The presentation of Replicas was so strong because it was a concept album based on a dystopian book Numan was developing,

The setting, strongly inspired by the work of Philip K. Dick, was in a not-too-distant future metropolis where androids known as Machmen govern and police human on orders from the shadowy Grey Men (shadowy officials).

Details from this story unfold within the lyrics of the album’s 10 tracks:

  1. “Me! I Disconnect from You”
  2. “Are ‘Friends’ Electric?”
  3. “The Machman”
  4. “Praying to the Aliens”
  5. “Down in the Park”
  6. “You Are in My Vision”
  7. “Replicas”
  8. “It Must Have Been Years”
  9. “When the Machines Rock”
  10. “I Nearly Married a Human”

The record’s cover art displays Numan as a Machman staring out from a window in his room at a waning crescent moon hovering above “The Park” as a barely visible man stands outside while Numan’s reflection stares back at himself.
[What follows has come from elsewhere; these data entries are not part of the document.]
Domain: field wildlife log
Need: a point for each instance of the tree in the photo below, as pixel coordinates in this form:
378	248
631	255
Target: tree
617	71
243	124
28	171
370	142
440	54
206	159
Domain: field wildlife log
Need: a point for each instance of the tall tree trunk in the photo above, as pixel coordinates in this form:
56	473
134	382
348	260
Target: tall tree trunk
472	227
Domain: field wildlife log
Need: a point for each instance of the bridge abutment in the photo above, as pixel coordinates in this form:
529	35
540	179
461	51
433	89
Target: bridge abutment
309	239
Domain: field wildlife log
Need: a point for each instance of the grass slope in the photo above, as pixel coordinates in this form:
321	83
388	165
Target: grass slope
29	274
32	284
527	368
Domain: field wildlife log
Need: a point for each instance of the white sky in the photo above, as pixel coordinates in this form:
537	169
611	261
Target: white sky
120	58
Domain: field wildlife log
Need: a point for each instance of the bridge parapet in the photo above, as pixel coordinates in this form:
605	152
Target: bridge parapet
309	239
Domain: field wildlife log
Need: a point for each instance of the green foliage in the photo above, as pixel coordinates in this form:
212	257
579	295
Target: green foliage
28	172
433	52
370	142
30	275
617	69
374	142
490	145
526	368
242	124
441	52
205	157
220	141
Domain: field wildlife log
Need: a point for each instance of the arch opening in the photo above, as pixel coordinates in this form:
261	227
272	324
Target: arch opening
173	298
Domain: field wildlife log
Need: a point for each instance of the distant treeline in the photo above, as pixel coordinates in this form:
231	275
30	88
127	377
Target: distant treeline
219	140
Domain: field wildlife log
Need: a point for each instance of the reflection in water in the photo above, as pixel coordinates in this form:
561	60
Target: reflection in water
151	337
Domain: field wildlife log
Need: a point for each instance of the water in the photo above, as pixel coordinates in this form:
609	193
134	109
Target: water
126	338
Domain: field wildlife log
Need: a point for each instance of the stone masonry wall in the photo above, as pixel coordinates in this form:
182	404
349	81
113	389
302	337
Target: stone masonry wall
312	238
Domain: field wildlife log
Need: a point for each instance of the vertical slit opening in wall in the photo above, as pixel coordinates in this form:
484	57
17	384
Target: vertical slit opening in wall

The 1999 and 2008 reissue editions  of the Replicas include several bonus tracks, including three single B-sides: “We Are So Fragile” (from “Are ‘Friends’ Electric?”), and “Do You Need the Service?” and “I Nearly Married a Human (2)” (from “Down in the Park”). “The Crazies”, “Only a Downstat” and “We Have a Technical” were outtakes from the Replicas sessions.